Padahal, sepanjang pengalamannya membantu Presiden, hampir seluruh permintaan perwira aktif untuk duduk di jabatan sipil di luar Pasal 47 itu datang dari Presiden atau menteri teknis yang bersangkutan, karena hubungan personal antara pejabat dengan perwira TNI yang diajukan. Jadi, bukan karena adanya arahan sistematis dari Mabes TNI, proyeksi karier ke depan, dan sebagainya. Hal ini lebih Andi khawatirkan daripada isu kembalinya dwifungsi ABRI.
“Jadi tidak dari Panglima TNI ke asisten personel untuk menugaskan beberapa perwira menduduki jabatan-jabatan di luar Pasal 47, tapi selalu datang dari menteri yang punya hubungan personal khusus dengan seorang perwira, disampaikan, kemudian kita berusaha mencari celahnya agar tidak terlalu menabrak Undang-Undang TNI,” ungkap Andi.
Namun, kasus-kasus seperti itu disebut Andi sangat sedikit, dalam 10 tahun terakhir tidak sampai 10 kasus, semacam anomali saja, sehingga hanya ditangani menggunakan pendekatan-pendekatan khusus.
Anggota TNI yang hendak ditempatkan di jabatan sipil idealnya adalah anggota yang sudah tidak aktif atau mengajukan pensiun dini. Namun, ada dua hal yang menyebabkan mengapa saat ini perwira aktif TNI bisa menjabat di ranah sipil. Pertama karena ada kebutuhan di kementerian biasanya terkait dengan kompetensi, dan yang kedua ada sumbatan karier di tubuh TNI itu sendiri sejak berakhirnya dwifungsi ABRI.
Untuk alasan pertama, Andi menyebut semestinya kementerian/lembaga lah yang memperbaiki kompetensi sumber daya manusianya, sehingga tidak perlu menarik SDM dari luar. Sementara untuk alasan kedua, ia menilai dibutuhkan penyelesaian bertahap.
“Penyelesaiannya ada beberapa, yang pertama adalah mengurangi atau bahkan menghentikan penerimaan perwira baru di Akmil. Yang kedua memberikan peluang untuk pensiun dini. Perwira pangkat Kolonel yang tidak bisa menjadi bintang satu ditawarkan pensiun dini, diberikan keahlian bekal kompetensi yang lain, sehingga dia berwirawasta, masuk ke bisnis, atau masuk ke kementerian/lembaga lain karena sudah dibekali kompetensi,,” papar Andi.
Hal lain yang bisa dilakukan adalah menambah atau membuka struktur baru sehingga bisa menampung perwira-perwira yang belum mendapatkan posisi. Namun, semua ini harus dilakukan secara berkesinambungan dengan pengurangan penerimaan perwira baru dan pensiun dini.

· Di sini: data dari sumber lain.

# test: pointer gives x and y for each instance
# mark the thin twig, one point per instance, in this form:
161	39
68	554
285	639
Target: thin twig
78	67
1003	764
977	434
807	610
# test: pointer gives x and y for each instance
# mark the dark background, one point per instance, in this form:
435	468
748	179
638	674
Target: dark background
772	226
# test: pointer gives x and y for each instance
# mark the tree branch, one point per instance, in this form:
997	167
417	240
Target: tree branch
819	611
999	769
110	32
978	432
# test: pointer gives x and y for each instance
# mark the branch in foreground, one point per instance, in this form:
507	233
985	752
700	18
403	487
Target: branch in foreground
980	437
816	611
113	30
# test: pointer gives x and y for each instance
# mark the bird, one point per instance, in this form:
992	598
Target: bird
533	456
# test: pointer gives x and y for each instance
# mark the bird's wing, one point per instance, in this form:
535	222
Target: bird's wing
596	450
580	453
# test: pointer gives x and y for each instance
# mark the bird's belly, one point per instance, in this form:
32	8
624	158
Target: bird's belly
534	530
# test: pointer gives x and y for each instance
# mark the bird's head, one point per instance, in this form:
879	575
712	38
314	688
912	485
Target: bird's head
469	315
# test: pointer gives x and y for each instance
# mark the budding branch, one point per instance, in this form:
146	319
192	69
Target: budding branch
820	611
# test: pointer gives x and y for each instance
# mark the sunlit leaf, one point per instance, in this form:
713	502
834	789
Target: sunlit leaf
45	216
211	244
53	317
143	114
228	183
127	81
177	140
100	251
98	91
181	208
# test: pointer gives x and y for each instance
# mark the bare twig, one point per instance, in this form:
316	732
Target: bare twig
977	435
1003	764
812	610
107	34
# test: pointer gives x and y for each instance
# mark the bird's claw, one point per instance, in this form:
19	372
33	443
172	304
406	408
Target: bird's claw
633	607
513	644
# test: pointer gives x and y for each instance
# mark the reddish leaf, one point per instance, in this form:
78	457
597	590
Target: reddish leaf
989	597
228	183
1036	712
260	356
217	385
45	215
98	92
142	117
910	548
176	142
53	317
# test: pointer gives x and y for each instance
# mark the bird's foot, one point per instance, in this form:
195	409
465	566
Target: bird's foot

“Jawabannya bukan mengalihkan ke jabatan sipil, itu tidak akan secara struktural membantu (menyelesaikan) hambatan kepangkatan atau karier yang ada di organisasi TNI,” ujar Andi.
Terlebih jika di bawah kepemimpinan Prabowo nanti terjadi percepatan pembentukan satuan-satuan baru, terutama di Angkatan Darat. Masalah akan bisa diselesaikan tanpa perlu melonggarkan ketentuan di Pasal 47.
TNI Berbisnis demi kesejahteraan
Hal lain yang juga kontroversial dalam revisi UU TNI adalah anggota TNI yang disebut boleh melakukan bisnis demi meningkatkan kesejahteraan hidupnya. Terkait hal ini, Andi menjelaskan draft revisi yang pihaknya terima hanya mencoret larangan prajurit untuk berbisnis, namun tidak ada ketentuan mereka boleh menjalankan bisnis.
“Jadi kan ambigu, tidak dilarang tapi tidak dibolehkan,” ujar Andi.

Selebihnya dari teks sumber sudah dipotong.